His eyes widened. “How come you know I had ice cream?”
There was a telltale smear of chocolate on his shirt and a suspicious stickiness on his fingers. But Roxanne knew better than to use such pedestrian clues. “Because mothers know all and see all, especially when they’re magicians too.”
His lip poked out as he considered. “How come I can never see the eyes in back of your head?”
“Nate, Nate, Nate,” she sighed lustily. “Haven’t I told you they’re invisible eyes?”
Abruptly she dragged him up into her arms, holding him tight with her eyes squeezed shut against tears. She couldn’t say why she felt like weeping, didn’t want to consider the reasons. All that mattered was that she had her child safe in her arms.
“Better go wash your hands, Nate the Great.” Her voice was shaky, but muffled against his neck. “I’ve got to get to my appointment.”
“You said we were going to the zoo.”
“And we will.” She kissed him, set him on his short, sturdy legs. “I’ll be back in an hour, then we’ll go see how many monkeys look just like you.”
He raced off, laughing. Roxanne stooped to gather the miniature cars, plastic men and picture books that were scattered over the rug. “Alice? I’m heading out. Be back in an hour.”
“Take your time,” Alice sang back and made Roxanne smile.
Soft-voiced, reliable, unshakable Alice, she thought. Lord knew she would never have been able to continue her work without the steady support of the ethereal Alice.
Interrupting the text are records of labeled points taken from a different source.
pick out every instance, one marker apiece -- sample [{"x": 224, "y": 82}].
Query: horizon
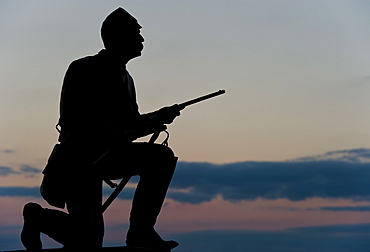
[{"x": 283, "y": 156}]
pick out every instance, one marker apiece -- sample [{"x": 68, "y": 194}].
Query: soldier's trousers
[{"x": 83, "y": 225}]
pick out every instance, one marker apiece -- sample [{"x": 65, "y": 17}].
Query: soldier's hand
[{"x": 168, "y": 114}]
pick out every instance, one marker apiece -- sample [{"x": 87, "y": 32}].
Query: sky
[{"x": 282, "y": 157}]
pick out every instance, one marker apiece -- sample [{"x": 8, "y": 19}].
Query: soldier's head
[{"x": 120, "y": 33}]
And to think she’d nearly turned Alice
aside because of her frail appearance and whispery voice. Yet out of the legion of prospective nannies she’d interviewed, it had been Alice who had convinced Roxanne that Nathaniel would be safe and happy in her care.
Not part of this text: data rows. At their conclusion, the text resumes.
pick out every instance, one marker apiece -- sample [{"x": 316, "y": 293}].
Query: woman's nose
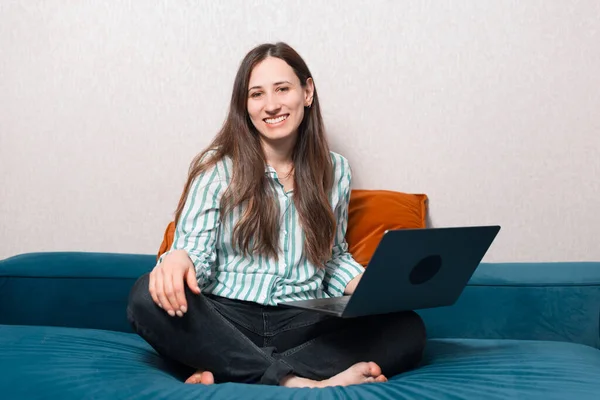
[{"x": 273, "y": 104}]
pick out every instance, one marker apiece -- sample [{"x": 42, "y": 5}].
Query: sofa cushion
[{"x": 72, "y": 363}]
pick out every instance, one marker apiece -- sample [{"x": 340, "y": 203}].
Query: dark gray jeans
[{"x": 247, "y": 342}]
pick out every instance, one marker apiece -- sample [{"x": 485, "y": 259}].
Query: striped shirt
[{"x": 223, "y": 270}]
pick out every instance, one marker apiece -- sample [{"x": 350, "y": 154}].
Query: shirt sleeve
[
  {"x": 198, "y": 226},
  {"x": 342, "y": 267}
]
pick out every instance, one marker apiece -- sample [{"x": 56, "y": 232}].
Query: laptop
[{"x": 412, "y": 269}]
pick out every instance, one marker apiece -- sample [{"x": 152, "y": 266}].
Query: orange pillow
[{"x": 370, "y": 214}]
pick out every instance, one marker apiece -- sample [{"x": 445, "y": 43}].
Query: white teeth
[{"x": 276, "y": 120}]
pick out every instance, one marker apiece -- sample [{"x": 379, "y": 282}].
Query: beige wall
[{"x": 489, "y": 107}]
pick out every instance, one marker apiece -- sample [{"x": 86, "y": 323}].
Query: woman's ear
[{"x": 309, "y": 91}]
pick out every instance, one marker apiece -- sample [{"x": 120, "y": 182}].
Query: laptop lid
[{"x": 420, "y": 268}]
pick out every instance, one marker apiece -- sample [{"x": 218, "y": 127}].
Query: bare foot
[
  {"x": 363, "y": 372},
  {"x": 202, "y": 377}
]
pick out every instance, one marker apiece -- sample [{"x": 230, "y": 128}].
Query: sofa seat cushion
[{"x": 71, "y": 363}]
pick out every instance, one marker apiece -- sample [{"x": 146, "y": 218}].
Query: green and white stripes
[{"x": 224, "y": 271}]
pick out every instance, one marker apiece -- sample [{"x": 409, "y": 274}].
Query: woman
[{"x": 262, "y": 220}]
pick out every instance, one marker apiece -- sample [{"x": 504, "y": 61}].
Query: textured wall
[{"x": 491, "y": 108}]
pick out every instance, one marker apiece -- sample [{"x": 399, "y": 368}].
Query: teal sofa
[{"x": 518, "y": 331}]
There had been something about her eyes, Roxanne thought now as she walked into the hallway. That pale, almost translucent gray and the quiet kindness in them. Her practical nature had nearly swayed her toward the more prim and experienced applicants, but Nate had smiled at Alice from his crib, and that had been that.
Roxanne still wondered who had done the hiring. Now Alice was family. That single smile from a six-month-old infant had added one more link to the Nouvelle chain.
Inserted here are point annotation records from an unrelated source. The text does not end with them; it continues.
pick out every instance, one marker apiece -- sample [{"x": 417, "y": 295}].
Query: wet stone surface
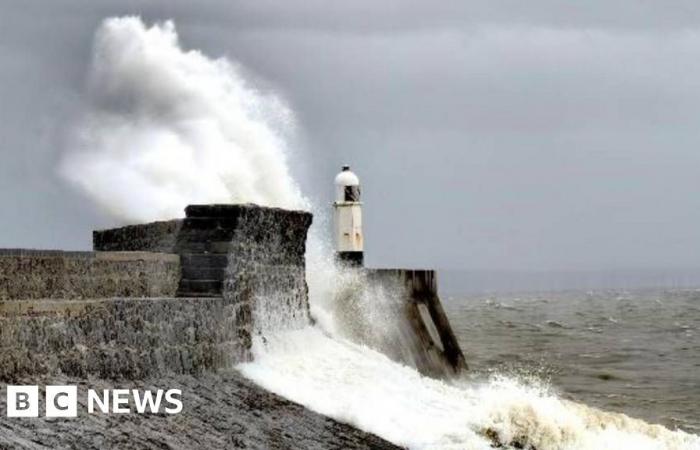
[{"x": 221, "y": 410}]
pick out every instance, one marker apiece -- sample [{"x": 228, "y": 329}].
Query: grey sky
[{"x": 488, "y": 135}]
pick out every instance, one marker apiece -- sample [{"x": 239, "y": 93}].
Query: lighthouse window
[{"x": 352, "y": 193}]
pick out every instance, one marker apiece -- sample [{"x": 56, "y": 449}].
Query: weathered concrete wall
[
  {"x": 41, "y": 274},
  {"x": 114, "y": 338},
  {"x": 221, "y": 411},
  {"x": 259, "y": 253},
  {"x": 426, "y": 340},
  {"x": 243, "y": 253}
]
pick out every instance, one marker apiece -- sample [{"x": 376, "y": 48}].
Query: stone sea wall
[
  {"x": 241, "y": 253},
  {"x": 42, "y": 274},
  {"x": 114, "y": 338},
  {"x": 221, "y": 411},
  {"x": 423, "y": 336},
  {"x": 124, "y": 312}
]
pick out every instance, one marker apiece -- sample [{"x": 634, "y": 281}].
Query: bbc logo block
[
  {"x": 62, "y": 401},
  {"x": 23, "y": 401}
]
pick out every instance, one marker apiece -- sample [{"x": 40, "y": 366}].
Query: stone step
[
  {"x": 213, "y": 287},
  {"x": 201, "y": 272},
  {"x": 203, "y": 260},
  {"x": 204, "y": 247}
]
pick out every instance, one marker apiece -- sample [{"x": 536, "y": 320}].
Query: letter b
[{"x": 22, "y": 401}]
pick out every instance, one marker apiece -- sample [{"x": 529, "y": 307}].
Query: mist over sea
[{"x": 631, "y": 351}]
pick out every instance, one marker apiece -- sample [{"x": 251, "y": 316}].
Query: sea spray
[{"x": 166, "y": 127}]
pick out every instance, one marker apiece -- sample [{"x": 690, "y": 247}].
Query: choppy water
[{"x": 632, "y": 352}]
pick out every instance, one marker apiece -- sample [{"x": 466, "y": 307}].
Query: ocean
[{"x": 635, "y": 352}]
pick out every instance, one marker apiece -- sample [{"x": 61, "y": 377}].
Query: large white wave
[{"x": 166, "y": 127}]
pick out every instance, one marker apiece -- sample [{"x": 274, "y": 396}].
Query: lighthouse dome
[{"x": 347, "y": 186}]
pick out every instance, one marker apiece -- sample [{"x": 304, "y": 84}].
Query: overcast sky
[{"x": 538, "y": 135}]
Roxanne chose the stairs and walked one flight down to face another link. The missing link, she thought nastily and had her shoulders braced when she rapped on Luke’s door.
“Prompt as always,” Luke commented when he opened the door.
“I only have an hour, so let’s get down to business.” She sailed past him, leaving a faint trace of wildflowers to torment his system.
“Hot date?”
She thought of her son and smiled. “Yes, and I don’t like to keep him waiting.” She chose a chair, sat and crossed her legs. “Let’s hear the setup, Callahan.”
“Whatever you say, Nouvelle.” He saw her lips twitch, but she conquered the smile quickly. “Want some wine before lunch?”
“No wine, no lunch.” She gestured, a regal flick of the wrist. “Talk.”
“Tell me how you played the press conference.”
“Where you’re concerned?” Arching a brow, she sat back. “I told them I was bringing someone into the act who would dazzle them. A sorcerer who’d been traveling the world learning the secrets of the Mayans, the mysteries of the Aztecs and the magic of the Druids.” She smiled faintly. “I hope you’re up to the hype.”
“I can handle it.” He picked up a pair of steel handcuffs from the coffee table and toyed with them as he spoke. “You weren’t all that far off. I learned a number of things.”
“Such as?” she asked when he handed her the cuffs for inspection.